Бухтин, главарь новых филологов, фонтанируя, искал наощупь, будто слепец, соединительную ткань, искал, да не находил. А вот она – Шанский вылепил из петербургского бреда пространственно-временную модель срастания мифологического, экзистенциального, метафизического.

– Сегодня днём с Валеркой попировал, – напомнил Соснин, – он, в даль свободного романа заглядывая, сболтнул, что… И Шкловский Виктор Борисович, как ни удивительно, одобрил идейку, правда, обозвал Валерку филологом-утопистом.

– Молний с бисером щедрый метатель, – улыбнулся Головчинер, – кого ещё из великих мира сего наш экстравагантный друг за отчётный период успел обаять и обратить в свою веру?

– Элизабет Тейлор! – выпалил Шанский и, взорвав недоверчивую тишину, под нарастающий хохот Валеркину историю пересказал.

И тут опередил!
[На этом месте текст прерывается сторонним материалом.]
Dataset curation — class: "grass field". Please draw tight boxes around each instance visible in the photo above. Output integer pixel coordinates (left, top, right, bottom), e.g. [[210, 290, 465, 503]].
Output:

Когда, как успел, ведь был в Коктебеле? – вновь восхитился феноменальной осведомлённостью и быстротой Толькиных реакций Соснин.

А-а-а, ничего феноменального… Шанский поведал о встрече с Валеркой в Лавке Писателей, все новости разузнал… с Бызовым уже и Льва Яковлевича, наверное, помянули, Бызов ведь спросил сразу, едва нашёл паузу. – Слыхал, машина сбила на Загородном? Задушил бы ту суку, что за рулём сидела… а-а-а, до Лавки Писателей, надо думать, забежал в Дом Книги, получил у Люси Левиной предпоследний экземпляр «Римских элегий» на папиросной бумаге, повсюду пострел успел, – Соснин закончил собственное расследование, а Шанский свернул в сторону, понёсся вдоль монотонных ампирных фраз, мимо барочных восклицаний.

– Восклицательные знаки ночи! – благоговейно прошептал Головчинер.

между строк магического черновика

– Слипание каменных случайностей в чудесную цельность заставляет и холодных созерцателей захлёбываться восторгом…

– Призрачность твёрдокаменной красоты…

– Две стихии, камень и вода, пространство и время – сливаются, ибо река течёт через город…

– У меня холодильник сломался, воды натекло… – пожаловалась жене Художника Людочка, – едва починили, опять сломался.